The book refers to Ms. Scruggs’s “reputation” for sleeping with sources but reports that she got the tip about Mr. Jewell from someone in law enforcement before having it confirmed by the F.B.I. agent. In a statement, the authors said: “We have been asked repeatedly whether we found evidence that Scruggs traded sex for the story. We did not.” They declined to discuss their input on the bar scene.
After the screening held for Journal-Constitution staff members on Wednesday, Ken Foskett, an investigations editor at the paper, interrogated the authors of “The Suspect” in a question-and-answer session. The film is fair in its treatment of Mr. Jewell, Mr. Foskett said, but not Ms. Scruggs.
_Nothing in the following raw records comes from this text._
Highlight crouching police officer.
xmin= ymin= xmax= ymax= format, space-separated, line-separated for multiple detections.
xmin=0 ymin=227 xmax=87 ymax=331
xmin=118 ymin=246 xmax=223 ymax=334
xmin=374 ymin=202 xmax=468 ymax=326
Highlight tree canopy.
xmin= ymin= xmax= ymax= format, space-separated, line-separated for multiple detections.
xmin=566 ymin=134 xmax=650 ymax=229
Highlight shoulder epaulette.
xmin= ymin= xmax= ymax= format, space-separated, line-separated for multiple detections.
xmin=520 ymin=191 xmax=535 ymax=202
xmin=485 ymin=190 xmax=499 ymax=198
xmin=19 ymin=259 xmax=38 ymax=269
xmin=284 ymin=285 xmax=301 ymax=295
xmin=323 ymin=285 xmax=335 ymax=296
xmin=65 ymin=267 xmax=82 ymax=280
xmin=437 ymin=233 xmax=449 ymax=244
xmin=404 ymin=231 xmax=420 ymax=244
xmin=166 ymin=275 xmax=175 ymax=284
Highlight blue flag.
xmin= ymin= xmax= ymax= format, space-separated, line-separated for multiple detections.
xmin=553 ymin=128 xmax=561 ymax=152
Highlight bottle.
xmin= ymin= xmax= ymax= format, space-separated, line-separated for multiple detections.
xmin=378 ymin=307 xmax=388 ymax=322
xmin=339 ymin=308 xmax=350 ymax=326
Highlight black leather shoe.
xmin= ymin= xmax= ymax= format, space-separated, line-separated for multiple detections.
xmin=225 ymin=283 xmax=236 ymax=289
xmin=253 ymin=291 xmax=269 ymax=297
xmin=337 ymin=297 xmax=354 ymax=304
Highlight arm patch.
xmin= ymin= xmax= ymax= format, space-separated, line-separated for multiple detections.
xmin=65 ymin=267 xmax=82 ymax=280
“Why are the liberties taken with her?” he asked. “That’s my question. And why is that defensible?”
“I will leave that to Warner Bros.,” Mr. Salwen said.
The discussion also went into the question of whether the newspaper had been right, in the weeks after the bombing, to report that Mr. Jewell was the leading suspect and to describe him as someone who “fits the profile of the lone bomber.” (A libel lawsuit filed against the newspaper was dismissed in 2007.)
“I think it’s worth addressing the broader criticism, regardless of what the movie got right or wrong,” Meris Lutz, a reporter at the paper, said. Of the bar scene, she added: “It felt so unnecessary. If they had cut that, I don’t think it would have affected the movie at all.”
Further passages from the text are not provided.